The administrative capital of the Southern Province, Nyanza is the eighth largest city in Rwanda. The main attraction of the region lies in its cultural heritage, which undoubtedly merits a stopover en route to Nyungwe National Park.

Well worth a visit is the King’s Palace, a reconstruction of the traditional royal residence, a beautifully-crafted thatched dwelling shaped like a beehive. At the back live a few long-horned Ankole cattle, descended from the king’s herd, whose keepers carefully tend and sing to them.


In the olden days, Rwandan kings were very mobile, moving between numerous residences scattered throughout the kingdom. However, by the late 19th century the growing colonial presence risked undermining the authority of the crown. In an attempt to counteract this, Mwami (King) Musinga Yuhi V made Nyanza the first permanent royal capital of Rwanda in 1899 and it kept this status until the country became a republic in 1962.

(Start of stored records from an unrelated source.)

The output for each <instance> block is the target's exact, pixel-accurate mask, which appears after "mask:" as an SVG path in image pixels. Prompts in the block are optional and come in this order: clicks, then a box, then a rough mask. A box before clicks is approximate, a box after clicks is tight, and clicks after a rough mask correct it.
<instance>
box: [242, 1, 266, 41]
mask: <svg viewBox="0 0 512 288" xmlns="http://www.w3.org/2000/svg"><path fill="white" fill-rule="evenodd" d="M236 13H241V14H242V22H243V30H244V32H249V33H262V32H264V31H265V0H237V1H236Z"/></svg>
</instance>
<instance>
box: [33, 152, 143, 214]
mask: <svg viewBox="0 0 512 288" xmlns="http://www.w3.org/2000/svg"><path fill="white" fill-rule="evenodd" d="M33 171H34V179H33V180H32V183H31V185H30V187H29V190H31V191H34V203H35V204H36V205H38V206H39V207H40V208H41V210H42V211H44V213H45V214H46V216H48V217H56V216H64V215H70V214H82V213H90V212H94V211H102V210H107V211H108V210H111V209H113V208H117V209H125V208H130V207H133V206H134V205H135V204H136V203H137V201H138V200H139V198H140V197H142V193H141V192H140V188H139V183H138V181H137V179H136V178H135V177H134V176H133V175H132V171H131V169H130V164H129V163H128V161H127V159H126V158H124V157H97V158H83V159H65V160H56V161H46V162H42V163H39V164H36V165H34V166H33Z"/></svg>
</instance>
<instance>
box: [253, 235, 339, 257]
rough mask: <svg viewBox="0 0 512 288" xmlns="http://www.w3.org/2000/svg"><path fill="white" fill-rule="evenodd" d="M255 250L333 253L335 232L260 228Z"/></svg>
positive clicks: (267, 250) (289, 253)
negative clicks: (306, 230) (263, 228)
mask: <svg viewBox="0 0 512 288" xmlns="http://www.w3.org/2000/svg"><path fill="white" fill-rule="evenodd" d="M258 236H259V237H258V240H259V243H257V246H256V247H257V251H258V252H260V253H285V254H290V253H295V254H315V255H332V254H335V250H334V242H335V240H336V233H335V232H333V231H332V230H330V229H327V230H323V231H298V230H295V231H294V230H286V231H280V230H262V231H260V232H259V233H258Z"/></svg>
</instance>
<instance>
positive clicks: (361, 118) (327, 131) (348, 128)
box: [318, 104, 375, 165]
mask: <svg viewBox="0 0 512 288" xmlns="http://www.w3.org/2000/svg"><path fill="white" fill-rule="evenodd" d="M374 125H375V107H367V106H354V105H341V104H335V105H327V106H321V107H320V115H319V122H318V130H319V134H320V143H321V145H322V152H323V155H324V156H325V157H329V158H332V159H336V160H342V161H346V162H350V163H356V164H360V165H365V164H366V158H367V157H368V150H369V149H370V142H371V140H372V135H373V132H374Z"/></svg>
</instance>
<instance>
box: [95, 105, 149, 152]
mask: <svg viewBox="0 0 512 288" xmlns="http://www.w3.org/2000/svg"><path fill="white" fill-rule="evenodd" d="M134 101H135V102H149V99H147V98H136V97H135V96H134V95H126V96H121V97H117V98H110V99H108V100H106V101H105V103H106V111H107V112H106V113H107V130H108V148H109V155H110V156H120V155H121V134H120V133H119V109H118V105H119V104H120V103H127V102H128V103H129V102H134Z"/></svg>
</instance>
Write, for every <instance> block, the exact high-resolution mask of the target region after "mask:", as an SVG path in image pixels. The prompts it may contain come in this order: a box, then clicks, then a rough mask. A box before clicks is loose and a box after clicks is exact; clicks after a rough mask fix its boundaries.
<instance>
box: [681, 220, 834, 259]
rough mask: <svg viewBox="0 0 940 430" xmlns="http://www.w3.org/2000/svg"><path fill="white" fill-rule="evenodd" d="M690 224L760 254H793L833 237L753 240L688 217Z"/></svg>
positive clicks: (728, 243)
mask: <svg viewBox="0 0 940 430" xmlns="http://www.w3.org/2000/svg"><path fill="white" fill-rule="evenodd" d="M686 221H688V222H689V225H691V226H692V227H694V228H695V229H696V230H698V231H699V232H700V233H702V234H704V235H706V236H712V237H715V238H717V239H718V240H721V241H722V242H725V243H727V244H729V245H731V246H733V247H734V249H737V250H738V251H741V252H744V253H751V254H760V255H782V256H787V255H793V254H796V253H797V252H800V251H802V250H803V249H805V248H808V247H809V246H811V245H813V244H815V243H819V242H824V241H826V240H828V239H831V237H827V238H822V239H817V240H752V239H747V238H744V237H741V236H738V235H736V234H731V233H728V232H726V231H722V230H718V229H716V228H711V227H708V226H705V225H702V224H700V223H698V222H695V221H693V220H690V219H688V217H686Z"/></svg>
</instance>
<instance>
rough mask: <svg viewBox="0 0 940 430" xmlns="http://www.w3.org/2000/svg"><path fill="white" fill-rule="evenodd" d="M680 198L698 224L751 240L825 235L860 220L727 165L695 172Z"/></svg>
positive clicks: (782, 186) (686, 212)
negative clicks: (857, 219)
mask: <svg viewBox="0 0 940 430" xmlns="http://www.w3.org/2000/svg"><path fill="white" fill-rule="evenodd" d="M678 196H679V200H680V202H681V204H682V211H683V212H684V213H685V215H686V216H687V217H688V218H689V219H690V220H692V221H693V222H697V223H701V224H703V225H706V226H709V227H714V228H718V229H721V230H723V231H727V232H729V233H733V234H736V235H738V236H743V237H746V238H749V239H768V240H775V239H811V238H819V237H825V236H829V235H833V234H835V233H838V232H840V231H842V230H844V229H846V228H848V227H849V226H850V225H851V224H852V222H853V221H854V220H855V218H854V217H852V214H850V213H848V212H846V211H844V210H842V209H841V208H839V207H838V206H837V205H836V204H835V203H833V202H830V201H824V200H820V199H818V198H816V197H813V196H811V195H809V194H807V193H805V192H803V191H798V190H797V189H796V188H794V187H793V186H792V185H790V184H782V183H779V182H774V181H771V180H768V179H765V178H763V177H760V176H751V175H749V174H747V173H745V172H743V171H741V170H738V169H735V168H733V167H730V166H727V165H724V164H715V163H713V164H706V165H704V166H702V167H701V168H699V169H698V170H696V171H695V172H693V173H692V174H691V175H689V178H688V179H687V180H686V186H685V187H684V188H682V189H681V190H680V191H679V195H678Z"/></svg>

The royal court impressed the Belgians sufficiently that they chose to exert control through the existing power structure and largely refrained from intruding on the city. Western accounts full of colour, pomp and ceremony blend with Rwandan oral tradition to put Nyanza firmly on the map of cultural heritage.

Whilst Nyanza’s hillsides are no longer covered in roundhouses and the royal court is long dispersed, the region remains an important cultural centre. Other attractions include the Ethnographic Museum in nearby Huye.